D. Tenant has requested to lease additional space in the "Property"
consisting of approximately 6,528 square feet of rentable space (the
"Expansion Space") and that the Lease be appropriately amended, and Landlord
is willing to do the same, all on the terms and conditions hereinafter set
forth whereupon the Premises will consist of a total of approximately 30,351
rentable square feet as described or shown on EXHIBIT A.
NOW, THEREFORE, in consideration of the mutual covenants and agreements
herein and in the Lease contained, it is hereby agreed as follows:
1. DEFINED TERMS. Each capitalized term used as a defined term in this
Amendment but not otherwise defined in this Amendment shall have the same
meaning ascribed to such term in the Lease.

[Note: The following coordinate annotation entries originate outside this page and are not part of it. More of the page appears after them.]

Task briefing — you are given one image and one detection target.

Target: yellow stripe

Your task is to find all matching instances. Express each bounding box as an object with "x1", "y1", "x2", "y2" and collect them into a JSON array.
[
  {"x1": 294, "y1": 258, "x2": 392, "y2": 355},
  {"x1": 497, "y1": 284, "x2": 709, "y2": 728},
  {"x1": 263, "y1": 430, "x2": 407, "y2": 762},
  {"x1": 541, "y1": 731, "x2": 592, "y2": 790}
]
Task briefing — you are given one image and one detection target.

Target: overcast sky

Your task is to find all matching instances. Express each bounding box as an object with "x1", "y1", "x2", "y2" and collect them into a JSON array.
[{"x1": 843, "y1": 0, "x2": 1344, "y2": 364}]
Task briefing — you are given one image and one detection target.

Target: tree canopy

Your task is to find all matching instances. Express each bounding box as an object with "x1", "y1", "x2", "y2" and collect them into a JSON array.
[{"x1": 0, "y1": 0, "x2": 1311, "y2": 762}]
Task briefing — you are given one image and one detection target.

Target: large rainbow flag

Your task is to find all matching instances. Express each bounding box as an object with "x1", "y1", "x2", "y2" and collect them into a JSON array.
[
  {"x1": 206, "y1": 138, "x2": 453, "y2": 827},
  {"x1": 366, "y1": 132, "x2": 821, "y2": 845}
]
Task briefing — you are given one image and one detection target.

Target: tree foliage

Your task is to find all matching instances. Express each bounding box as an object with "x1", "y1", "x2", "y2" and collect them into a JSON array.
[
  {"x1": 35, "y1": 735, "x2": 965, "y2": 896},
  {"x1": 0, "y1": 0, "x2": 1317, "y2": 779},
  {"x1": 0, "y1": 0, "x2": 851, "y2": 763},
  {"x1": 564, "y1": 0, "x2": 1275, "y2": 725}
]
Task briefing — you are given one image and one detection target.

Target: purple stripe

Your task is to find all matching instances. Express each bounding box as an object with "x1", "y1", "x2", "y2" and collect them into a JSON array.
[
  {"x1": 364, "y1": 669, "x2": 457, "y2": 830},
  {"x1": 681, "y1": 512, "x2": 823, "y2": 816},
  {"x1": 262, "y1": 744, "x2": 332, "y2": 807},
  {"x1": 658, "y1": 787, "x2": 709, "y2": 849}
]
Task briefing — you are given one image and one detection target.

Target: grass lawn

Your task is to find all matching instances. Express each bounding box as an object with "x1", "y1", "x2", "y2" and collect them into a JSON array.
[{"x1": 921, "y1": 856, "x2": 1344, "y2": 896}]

2. EXTENSION. The term of the Lease is hereby modified such that the
current term will expire and a new extended term ("Extended Term") will
commence on FEBRUARY 1, 1998 (the "Extension Date") with such Extension Term
continuing until FEBRUARY 28, 2002 (the "New Expiration Date"), unless sooner
terminated in accordance with the terms of the Lease or as provided below.
3. RELOCATION. On MARCH 1, 1997 or on the fifth day after such later
date on which the Substitution Premises have been substantially completed by
Landlord as provided in Exhibit B attached hereto (the "Relocation Date")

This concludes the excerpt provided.